As a programme about dogs, there was going to be a positive side as well as a negative side to 'Dangerous Dogs' part one on ITV and it certainly achieved it's aim as a discussion tool. Twitter, Facebook, e-mails and telephone calls have all been awash with comments about irresponsible dog owners and also about Dog Wardens who appeared to lack knowledge and skills.

A fire storm of complaints to NDWA about Dog Wardens needing adequate training as well as qualifications to carry out the role have arrived at NDWA Central overnight and we are working through them as quickly as we can.

Although we are an association of Dog Wardens in all their manifest job titles, we do not actually employ any Dog Wardens as they are employed by Local Authorities or by contractors working on behalf of the said Local Authorities. One major area where NDWA stands out and there is archival evidence of this is our call for all staff employed to handle dogs to be adequately trained and equipped to carry out their work, safely, competently and professionally. Unfortunately this call has to some extent been ignored by employers be it for personal protective equipment right through to dog control equipment and even unfit for purpose dog carrying vehicles being used to carry dogs.

NDWA worked for years with various organisations to produce a recognised qualification for those working in dog control and came close on several occasions to having a recognised qualification introduced but there always seemed to be an obstacle to implementation and nothing came from such avenues.

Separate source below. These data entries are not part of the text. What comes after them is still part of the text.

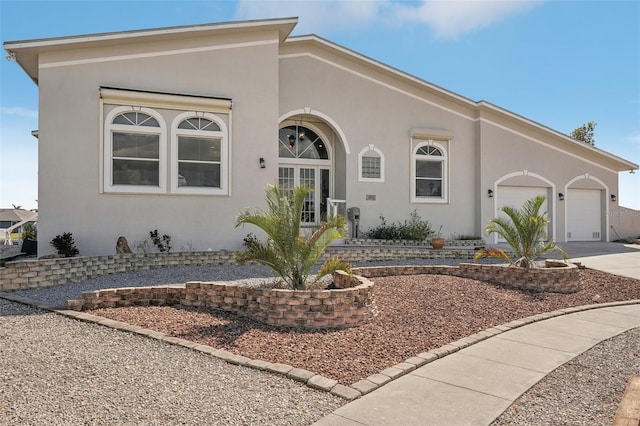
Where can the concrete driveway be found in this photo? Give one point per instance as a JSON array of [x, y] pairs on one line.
[[615, 258]]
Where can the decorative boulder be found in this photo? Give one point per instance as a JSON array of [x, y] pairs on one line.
[[122, 246]]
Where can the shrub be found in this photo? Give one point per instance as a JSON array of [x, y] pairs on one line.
[[415, 228], [29, 231], [162, 243], [65, 245], [525, 232], [288, 253]]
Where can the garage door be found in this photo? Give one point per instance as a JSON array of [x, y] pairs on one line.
[[584, 215], [516, 196]]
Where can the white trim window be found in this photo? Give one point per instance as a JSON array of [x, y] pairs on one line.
[[199, 154], [371, 164], [135, 147], [429, 171], [141, 157]]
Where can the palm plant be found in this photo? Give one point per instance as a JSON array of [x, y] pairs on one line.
[[525, 231], [291, 255]]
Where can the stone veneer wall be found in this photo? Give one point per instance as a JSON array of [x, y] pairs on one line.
[[350, 305], [557, 277], [26, 274]]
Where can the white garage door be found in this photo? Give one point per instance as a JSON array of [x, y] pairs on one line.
[[516, 196], [584, 215]]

Now however after collaboration between NDWA and The Kennel Club there is now an accredited City and Guilds Level 4 qualification available for Dog Wardens in the shape of the Kennel Club Accredited Instructor Scheme. There is now a module specifically for those working in dog control. As Local Authorities are the main employers of Dog Wardens and they set the requirements of the Job Deion for dog control based roles perhaps they should now be asking for those wanting to work with dogs to have an appropriate recognised qualification.

The true role of Dog Warden is a very responsible one but unfortunately over the years it has been watered down due to financial reasons and the multi tasking of the role sometimes to the detriment of the ability of the Dog Warden Service to do little but act as a dog collection service whilst doing other non dog related tasks as the primary role.

The lack of promotion of responsible dog ownership was blatantly clear in the programme, once this was a major part of the local Dog Wardens role, but lack of staff, a lack of will on the part of a council to allocate funding for educational activities or to provide a full service all contribute to low level responsible dog ownership around the country.

The government of the day are content to do nothing and this trickles down to local government who in turn will simply say they do not have funding to do anything and there is also no compulsion by the government to make local councils do something.

Another area of concern was the poor use of restraint equipment in the programme, what the viewer in the street might be unaware of is the fact that some restraint equipment may never have been used by a Dog Warden or they have not received correct training on how to use it. That is a health and safety issue that the employers have to face especially when they are faced with an injured Dog Warden who may only have been shown where the kennels are and what the extent of the council area is and then been left to get on with it.

Another aspect of the programme was to show irresponsible dog ownership and this it did in buckets. One neglect case resulted in a written warning being issued to an irresponsible dog owner, why was the owner not prosecuted as the dog certainly looked extremely neglected? Was this due to council finances or due to the council being overwhelmed by such cases? If the council will not prosecute why then was the case not passed to the RSPCA or was it?

The programme indeed depicted some of the issues faced by Dog Wardens in the UK namely a lack of resources and appropriate qualifications until the advent of the KCAI Dog Warden Module

NDWA called for a National Task Force to deal with dangerous dog owners back in December 2013 as the latest call on the government to do something about the increase in fatal and non-fatal dog attacks on children and adults but NDWA does not hold out much hope of anything coming from such a call.

The government currently has the Anti Social Behaviour Act 2014 to inflict upon the country as another piece of legislation created to confuse and to confound the people who are expected to enforce it. Even those responsible for overseeing this new tranche of dog related legislation are now at the Home Office instead of at DEFRA, will they have any better idea of how to deal with irresponsible dog ownership?

The way forward regarding improving responsible dog ownership is the political backing of local authorities with support and funding to bring back full Dog Warden Services that are based upon competently trained and qualified Dog Wardens.

There used to be Assistant and Senior Dog Warden positions which enabled progression of a structured career, it is surely time to reintroduce such positions to enable continuity of service delivery and skills and knowledge.